**Ricardo Pereira de Freitas Guimarães
e Marco Aurélio Fernandes Galduróz Filho
O tempo é o átimo do instante que insiste em perseguir o próximo átimo e envelhecer as coisas. O espaço, de outro lado, é representado pela fotografia da imagem com os fatos que a circundam. Referida foto pode ser isolada de relação interpessoal ou se representada pela relação interpessoal se torna um fato vivo, ou seja, um fato filme.
A vida do fato filme só se transmite pela diástole dos sentidos observados, que acaba por impulsionar o quadro em movimento.
Daí se observa com maior clareza a ação e reação humana, que se presta ou se mostra como a real identificação de um acontecimento. Ainda que receba o nome de “real acontecimento” o limite do real acaba sendo lapidado pela interpretação de quem vê o quadro ou o filme, dando a ele sua visão.
Referida visão é na verdade o modo de recepção da fotografia (fato estático) ou do filme (fato em ação) e será sempre autêntica no que se revela a mistura de quem vê e como vê o fato observado.

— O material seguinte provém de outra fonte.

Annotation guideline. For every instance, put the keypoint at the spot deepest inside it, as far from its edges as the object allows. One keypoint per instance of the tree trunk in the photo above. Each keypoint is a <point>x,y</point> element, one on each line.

O fato em movimento é o acontecer histórico que sempre será puro em si, contudo, quando um observador invade referido tempo e espaço remove a autenticidade do fato, sempre, tornando-o impuro.
Nessa condensação é possível observar a evidente e transparente desconexão entre o que se chama de verdade com os fatos.
Isso se dá, pois, nenhuma visão está livre de qualquer miopia do fato observado. Mas, há ainda outra questão.
Ao identificar-se um fato, a transição entre sua identificação e seu transporte para seu relato, ou seja, a transposição do sentido ver para o sentido escrever ou falar, certamente não representará a idêntica noção do próprio observador.
Nesse sentido, a rememoração não atingirá a perfeição na reconstrução ou construção em si, diante de todo um período esquecido na pré-história daquele que conta o fato.
Somos norteados por compulsões e pulsões, que diretamente interferem nos eventos da memória, assim como a construção do relato.
O trabalho de acompanhamento do relato, quando estamos diante desses preceitos é, basicamente, arqueológico, visto que os átimos temporais geram falsas sensações, decorrentes de fatores traumáticos, por exemplo.
Fragmentos soltos são componentes indissociáveis da característica da transcrição do fato, visto que a verdade histórica é a aquela considerada verdadeira pelo indivíduo em um período do seu filme, suscitando-se aqui um problema com o conceito de verdade, diante da interpretação subjetiva que constitui um sistema de crenças que se fixa nos átimos metapsicológicos.
Aqui cabe uma pausa de fundamental relevância, mesmo a verdade histórica comporta o núcleo de verdade em si, construção pessoal, mas arbitrária. Suscita-se que até durante o delírio há a concepção de fundo de um momento de construção pessoal verdadeira.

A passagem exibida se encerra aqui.